The Dimension Data Network Barometer report released this year discovered 91,000 services incidents logged at the Global Service Centres for client networks that they support. Through related data, Dimension Data analysed, compared, interpreted to gauge readiness of today’s networks at accelerating businesses.
Typically servers are amortised over 3 years while network equipment, over 5 years.
One implication of network equipment being used beyond 5 years, of course is speed. Often the older equipment is slower (e.g. 100mbps vs a 1Gbps Switch).
This may limit capacity but it may also limit functions such as video conferencing. As older devices lack the required performance to undertake more complex tasks, they may hinder more advanced technologies from being deployed to enhance workflow and business operations.
Another implication is security. Since an obsolete device is no longer getting software updates, there are no bug fixes or security patches thus subjecting the network to various vulnerabilities.
Besides that, older devices have mostly surpassed the warranty period, and sometimes device manufacturers may not produce hardware or spare parts for end of life devices.
Hence, it will be challenging to replace or recover the devices should the inevitable happens.
Organisations are upgrading their networks when the need for specific new features becomes more pressing. They need to find a balance between cutting back where necessary, but not to the detriment of future business growth or their ability to gain leverage over competitors.
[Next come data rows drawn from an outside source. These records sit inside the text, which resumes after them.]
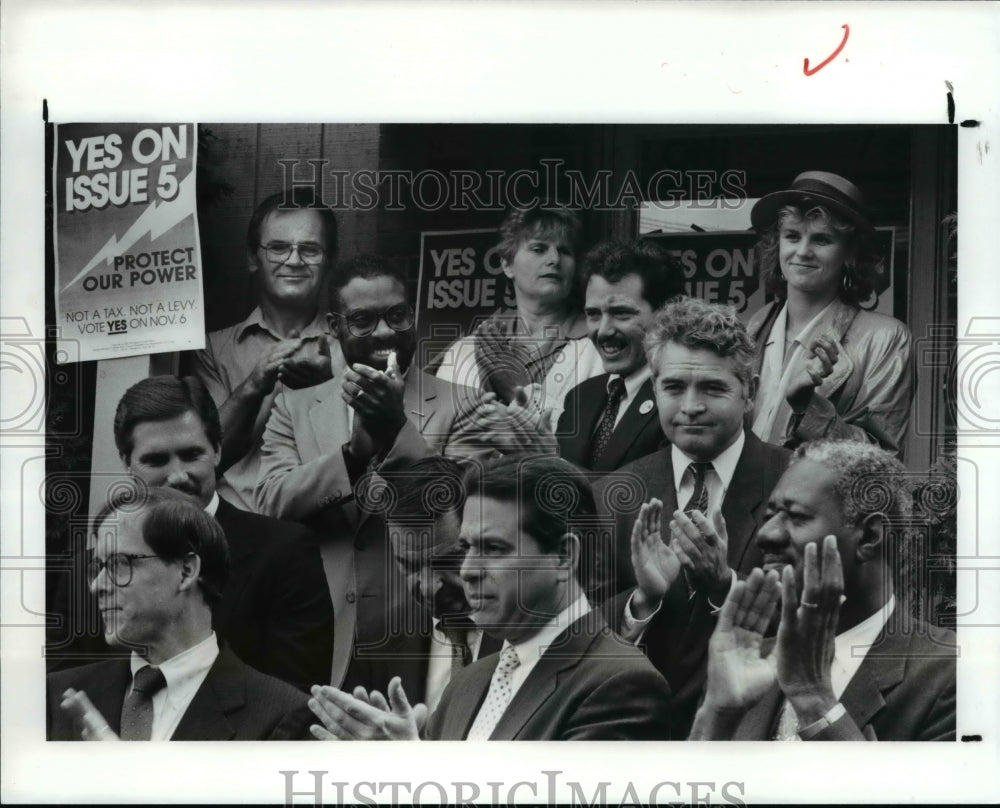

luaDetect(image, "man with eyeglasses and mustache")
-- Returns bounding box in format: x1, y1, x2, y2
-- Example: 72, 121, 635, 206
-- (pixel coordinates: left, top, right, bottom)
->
187, 187, 342, 513
256, 254, 486, 688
Additional functions that businesses will be missing out when they sweat their assets for longer, are:
• On-board Wireless controllers
• Performance based routing
• Integrated WAN optimisation
• Detailed analytics
The report also gave advisory for these organisations to ensure that their networks would be able to support the business with operational support tools and processes.
The starting point for any organisation is visibility: to gain a clear view of the infrastructure by creating and maintaining an accurate inventory of all the networking devices.
Then, understanding each device’s lifecycle status, security vulnerabilities, and future-readiness.
Lastly, define the organisation’s capability and maturity in supporting and maintaining this crucial asset – the network – as the platform for the organisation business.
Dimension Data claims to be able to help its clients achieve this through its comprehensive Technology Lifecycle Management Assessment.
Dimension Data also offers managed services such as the Managed Services for Enterprise Networks (MSEN), through which they are able to provide client with the tools, people and processes to manage their environment.